Само собой, я понимала, что тэйвонту сейчас полностью блокируют реку. Я не сомневалась, что уже найдены лодки, хотя, периодически бросая взгляд назад, я их не увидела. Даже если их нет, в этом случае они будут найдены. В крайнем случае, кобра родит лично, постарается, но реку в щипцы возьмут. И будут вылущивать меня как больной зуб из местности.
Потому на этот раз, как только скрылась из виду тэйвонту в одном из рукавов, как можно быстрей через лазейки проток я выбралась сразу на другой берег.
Вообще-то я хотела утопить лодку, а сама бегом вверх по реке, но тут сам случай помог. Табун! Табун лошадей! Я увидела лошадиный табун!
— Сколько стоит лошадушка? — спросила я у табунщика. Он помялся и назвал такую цену!
— Если возьмешь, конечно, — почему-то тихо добавил он. Его спутник покачал головой.
— А ты лодку видишь? — спросила я замогильным голосом, не обещавшего ему ничего хорошего и вечного.
— О, так бы сразу и сказали, что вы тай! Как не дать тэйвонту! Милым стражам!
— бешено засуетился тот. — Знаем, знаем, за рекой живем! — приговаривал он.
Похоже, местные жители были не прочь задобрить тэйвонту жертвоприношением, как раньше закладывали одно животное грозным идолам стихий, пытаясь умилостивить их.
— Есть ли у вас кони, у которых какие-то проблемы, но они нормально скачут? — почему-то спросила я. И сама же себя обругала — что за идиотский вопрос.
У того лицо горестно исказилось.
— Вон, посмотри какой жеребец…
Я бросила взгляд и даже присела. Вот это конь… Только страшный, могучий, бешенный. Глаза безумные, лютые… И дело даже не в глазах, и не в породе — он не был из видных тонконогих скакунов. Не был и из тяжеловозов… Дело даже не в этом… От коня, от его мышц почему-то веяло такой неистовой, сокрушающей, бешеной силой, что я даже содрогнулась…
— Никто не знает, сволочь, откуда прибился, — горько сказал табунщик. — Ну и наплакались же мы с ним. Он боевой конь! Или жеребенок боевого коня. Но только хитрый, мерзавец. Табун мутит! Десять лучших жеребцов изуродовал. Всех кобыл перекрыл, теперь вместо нашей известной породы черт знает что с приветом родится — чуть не плакал этот человек. — Его убить пытались, так он близко не дается, стрелы знает и ныряет вниз.
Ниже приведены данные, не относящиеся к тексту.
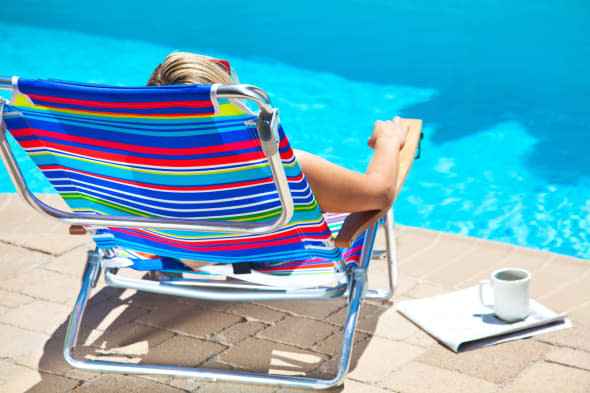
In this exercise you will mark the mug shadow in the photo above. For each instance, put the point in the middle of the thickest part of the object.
(289, 338)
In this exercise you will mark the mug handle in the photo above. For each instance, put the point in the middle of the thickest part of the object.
(482, 285)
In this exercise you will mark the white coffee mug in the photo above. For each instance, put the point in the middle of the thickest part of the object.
(511, 294)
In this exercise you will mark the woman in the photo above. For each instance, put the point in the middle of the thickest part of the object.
(336, 189)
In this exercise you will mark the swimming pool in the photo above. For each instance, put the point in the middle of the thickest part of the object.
(506, 124)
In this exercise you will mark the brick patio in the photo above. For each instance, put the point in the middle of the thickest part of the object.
(41, 266)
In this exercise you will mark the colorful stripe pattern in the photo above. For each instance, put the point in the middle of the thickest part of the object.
(168, 151)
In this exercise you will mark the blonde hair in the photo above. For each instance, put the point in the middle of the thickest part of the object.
(183, 68)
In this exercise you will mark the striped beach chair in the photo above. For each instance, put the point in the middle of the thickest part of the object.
(164, 175)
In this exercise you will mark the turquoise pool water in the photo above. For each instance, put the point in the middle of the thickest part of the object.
(503, 94)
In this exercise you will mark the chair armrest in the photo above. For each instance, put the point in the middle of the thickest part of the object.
(356, 223)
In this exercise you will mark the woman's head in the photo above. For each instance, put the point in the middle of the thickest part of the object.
(183, 68)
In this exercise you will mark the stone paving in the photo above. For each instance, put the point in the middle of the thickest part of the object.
(41, 266)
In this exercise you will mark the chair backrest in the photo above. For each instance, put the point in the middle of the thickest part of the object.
(167, 151)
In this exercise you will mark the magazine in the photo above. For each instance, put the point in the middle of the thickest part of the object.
(459, 321)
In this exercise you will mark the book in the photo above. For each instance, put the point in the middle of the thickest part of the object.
(459, 321)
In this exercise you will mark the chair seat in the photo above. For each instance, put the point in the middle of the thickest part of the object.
(288, 274)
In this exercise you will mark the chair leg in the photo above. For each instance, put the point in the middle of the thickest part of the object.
(386, 294)
(356, 295)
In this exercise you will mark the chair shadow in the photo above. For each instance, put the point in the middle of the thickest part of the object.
(140, 327)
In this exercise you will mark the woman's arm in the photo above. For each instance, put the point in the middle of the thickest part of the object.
(338, 189)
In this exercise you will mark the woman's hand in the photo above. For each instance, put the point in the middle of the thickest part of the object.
(391, 132)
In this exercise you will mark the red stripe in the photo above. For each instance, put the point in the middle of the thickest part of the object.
(161, 187)
(133, 105)
(126, 159)
(25, 132)
(262, 240)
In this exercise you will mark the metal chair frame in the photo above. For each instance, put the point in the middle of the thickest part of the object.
(355, 289)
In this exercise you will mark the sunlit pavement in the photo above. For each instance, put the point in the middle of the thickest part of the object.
(41, 266)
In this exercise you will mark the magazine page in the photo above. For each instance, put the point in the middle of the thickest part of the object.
(459, 318)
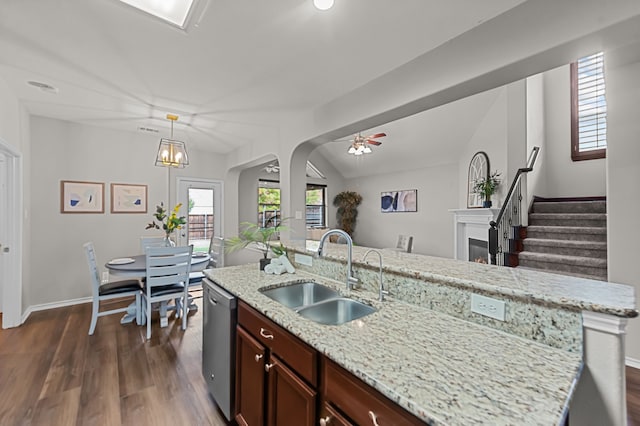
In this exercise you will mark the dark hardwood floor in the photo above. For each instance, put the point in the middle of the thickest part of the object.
(53, 373)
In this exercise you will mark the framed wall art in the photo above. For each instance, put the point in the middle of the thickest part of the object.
(478, 169)
(399, 201)
(128, 198)
(81, 197)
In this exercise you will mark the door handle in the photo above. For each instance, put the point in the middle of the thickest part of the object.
(266, 333)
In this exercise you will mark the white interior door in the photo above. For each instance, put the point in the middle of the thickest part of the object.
(202, 205)
(10, 236)
(3, 224)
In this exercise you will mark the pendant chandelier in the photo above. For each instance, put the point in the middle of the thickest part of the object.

Или же сволочь, за породистых коней прячется. Скольких покалечили! Да он сам на стрелявших охотится — уже двадцать человек, охотившихся за ним, сам убил. А большая опасность — уходит из стада, и пойди его найди в мелкой воде и густых зарослях шельды. А потом снова…
— Собак бьет только так копытами, — пожаловался подъехавший егерь. — Сволочь!
— выплюнул он.
— Ты думаешь, почему мы здесь? — печально спросил табунщик. — Табун гоним? Да мы его поймать хотим! Разор и только. Уже в конюшнях бы пусть стояли! Он же сам не секунды на месте не стоит, и табун гоняет по всем направлениям, как бешенный. Уже даже самых мирных коней драться научил. Ты к кобыле, а она тебя, как боевой конь давит и убивает копытами!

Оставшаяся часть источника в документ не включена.